Take those forms mentioned above. Each piece of paper assumes a life of its own once it's filled out by an employee. Perhaps it goes to a secretary who types and duplicates it, then on to a department head for approval, then to at least one other department for processing, before heading for the file cabinet and storage bin.
Once each employee has a computer on his or her desk, as Cigna plans, workers can retrieve the electronic forms instantly and forward them to superiors via a computer network.
Once approval is secured, the electronically generated forms can be posted once again, via computer, to their next destination. Push another computer key or two, and the form will land in the company's computer archives. Because the task of processing the forms has been streamlined, the volume of interoffice mail is reduced and secretarial and filing time is cut, not to mention the reduced paper bill. Multiplied by several thousand forms a year, such savings can amount to quite a sum.
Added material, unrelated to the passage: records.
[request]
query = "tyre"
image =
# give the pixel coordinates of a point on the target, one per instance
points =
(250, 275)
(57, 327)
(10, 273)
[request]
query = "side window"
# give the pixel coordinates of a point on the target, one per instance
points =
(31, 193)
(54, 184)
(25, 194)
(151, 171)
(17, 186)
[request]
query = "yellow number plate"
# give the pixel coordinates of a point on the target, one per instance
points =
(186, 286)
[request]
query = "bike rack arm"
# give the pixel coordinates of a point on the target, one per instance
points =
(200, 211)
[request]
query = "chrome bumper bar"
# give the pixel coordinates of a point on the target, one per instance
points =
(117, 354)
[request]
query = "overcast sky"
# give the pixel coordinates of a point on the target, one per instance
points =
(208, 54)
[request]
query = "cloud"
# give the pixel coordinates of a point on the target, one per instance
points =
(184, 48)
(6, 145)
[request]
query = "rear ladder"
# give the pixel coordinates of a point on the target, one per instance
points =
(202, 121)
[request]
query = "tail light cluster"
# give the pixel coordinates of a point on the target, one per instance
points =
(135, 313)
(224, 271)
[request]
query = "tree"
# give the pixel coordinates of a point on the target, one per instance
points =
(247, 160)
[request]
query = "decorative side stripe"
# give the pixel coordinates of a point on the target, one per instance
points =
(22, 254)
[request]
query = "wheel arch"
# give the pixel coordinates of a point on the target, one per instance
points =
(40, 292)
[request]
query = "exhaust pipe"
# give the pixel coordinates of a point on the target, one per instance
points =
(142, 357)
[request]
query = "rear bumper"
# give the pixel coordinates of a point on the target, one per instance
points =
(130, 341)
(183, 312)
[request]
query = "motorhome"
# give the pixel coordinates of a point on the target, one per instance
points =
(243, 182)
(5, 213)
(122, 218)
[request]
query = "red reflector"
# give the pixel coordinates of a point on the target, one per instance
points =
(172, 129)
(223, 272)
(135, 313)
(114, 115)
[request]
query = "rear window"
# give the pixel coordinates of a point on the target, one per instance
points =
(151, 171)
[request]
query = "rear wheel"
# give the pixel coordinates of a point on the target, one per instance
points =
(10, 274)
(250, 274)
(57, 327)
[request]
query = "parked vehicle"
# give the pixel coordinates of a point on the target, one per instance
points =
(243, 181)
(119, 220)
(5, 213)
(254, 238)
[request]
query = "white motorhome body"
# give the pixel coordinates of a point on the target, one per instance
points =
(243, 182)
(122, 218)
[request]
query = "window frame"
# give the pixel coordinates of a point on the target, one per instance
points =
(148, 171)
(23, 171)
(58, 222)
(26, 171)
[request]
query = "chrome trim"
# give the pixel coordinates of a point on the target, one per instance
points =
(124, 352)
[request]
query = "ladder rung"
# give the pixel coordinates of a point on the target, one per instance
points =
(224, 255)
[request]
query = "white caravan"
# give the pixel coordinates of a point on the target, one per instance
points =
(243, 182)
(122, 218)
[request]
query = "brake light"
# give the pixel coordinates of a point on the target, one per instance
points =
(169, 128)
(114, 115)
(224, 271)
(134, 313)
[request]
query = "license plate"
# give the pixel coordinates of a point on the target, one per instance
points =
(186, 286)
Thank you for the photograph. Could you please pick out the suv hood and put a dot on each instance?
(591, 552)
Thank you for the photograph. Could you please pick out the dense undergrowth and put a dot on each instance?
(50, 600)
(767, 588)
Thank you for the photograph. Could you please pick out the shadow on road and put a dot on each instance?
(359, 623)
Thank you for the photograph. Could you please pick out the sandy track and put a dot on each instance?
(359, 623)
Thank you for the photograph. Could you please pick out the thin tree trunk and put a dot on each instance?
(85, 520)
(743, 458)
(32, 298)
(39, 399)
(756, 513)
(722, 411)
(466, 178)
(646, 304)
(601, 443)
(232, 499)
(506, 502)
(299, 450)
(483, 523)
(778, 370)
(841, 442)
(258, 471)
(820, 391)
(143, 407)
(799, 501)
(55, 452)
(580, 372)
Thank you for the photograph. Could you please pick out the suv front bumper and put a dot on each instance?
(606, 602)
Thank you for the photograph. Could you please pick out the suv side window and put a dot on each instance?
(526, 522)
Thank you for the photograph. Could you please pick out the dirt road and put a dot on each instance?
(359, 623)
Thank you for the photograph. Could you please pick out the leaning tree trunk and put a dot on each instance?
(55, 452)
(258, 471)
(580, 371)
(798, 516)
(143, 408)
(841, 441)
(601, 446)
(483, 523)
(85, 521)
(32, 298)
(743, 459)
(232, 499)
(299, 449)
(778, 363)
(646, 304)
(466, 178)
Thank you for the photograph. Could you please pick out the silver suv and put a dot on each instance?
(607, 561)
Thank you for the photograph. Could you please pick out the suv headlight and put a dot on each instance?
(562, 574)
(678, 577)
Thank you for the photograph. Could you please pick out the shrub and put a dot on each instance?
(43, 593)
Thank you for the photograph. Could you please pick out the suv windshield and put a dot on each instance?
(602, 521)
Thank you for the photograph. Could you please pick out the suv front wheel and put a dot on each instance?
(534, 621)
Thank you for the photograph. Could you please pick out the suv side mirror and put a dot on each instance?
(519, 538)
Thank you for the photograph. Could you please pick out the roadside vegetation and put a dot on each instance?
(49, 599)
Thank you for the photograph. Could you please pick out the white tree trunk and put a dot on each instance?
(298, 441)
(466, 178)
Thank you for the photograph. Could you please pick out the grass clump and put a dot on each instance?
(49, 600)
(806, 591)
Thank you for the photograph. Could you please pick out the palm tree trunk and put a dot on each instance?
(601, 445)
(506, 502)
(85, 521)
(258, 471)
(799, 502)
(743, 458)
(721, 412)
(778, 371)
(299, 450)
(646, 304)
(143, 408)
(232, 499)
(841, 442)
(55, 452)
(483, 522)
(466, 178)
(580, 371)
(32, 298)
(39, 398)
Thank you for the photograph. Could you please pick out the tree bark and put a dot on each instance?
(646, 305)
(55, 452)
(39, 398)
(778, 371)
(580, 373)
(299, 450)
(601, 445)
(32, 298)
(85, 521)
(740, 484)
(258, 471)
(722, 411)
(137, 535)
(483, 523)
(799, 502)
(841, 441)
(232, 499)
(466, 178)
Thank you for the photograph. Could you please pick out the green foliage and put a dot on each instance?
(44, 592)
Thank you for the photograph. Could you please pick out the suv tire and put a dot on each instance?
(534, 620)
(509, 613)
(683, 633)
Ford has been a re-engineering pioneer. In its accounts-payable department alone, the company was able to systematically reduce its work force
from 500 to 125 people by reforming its procedures, said Mr. Hammer. It stopped writing invoices for each bill it received, and instead pays suppliers on receipt of goods.
Re-engineering involves more than just shuffling duties within a department, Mr. Hammer said. Over the years, corporations develop a multitude of bad habits. Business is often conducted in certain ways because "it's always been done that way."
''Departments are artifacts," Mr. Hammer said. "They are part of the problem . . . We pretend we're starting the company from scratch." As part of the re-engineering process, managers envision how they would structure the company's operations were they to begin again, "Not how to fix what you've got," Mr. Hammer said.
Mr. Caron said Cigna had a lot of computers that weren't linked by the company's 330,000-mile network. It had no consistent way to train its employees or manage its office automation.
Most of its employees' computers weren't linked by "electronic mail," whereby employees can communicate via their computers.
Cigna considered the way information flows, how it is recorded and what could be eliminated. Managers were amazed at some of the things they found. In one area, Cigna found that information was being recorded in four different departments, leading to a potentially higher error rate, not to mention redundancies.
''It evolved that way," Mr. Caron said. "You don't say you want to devise an error-prone redundant system; it evolves over 20 years."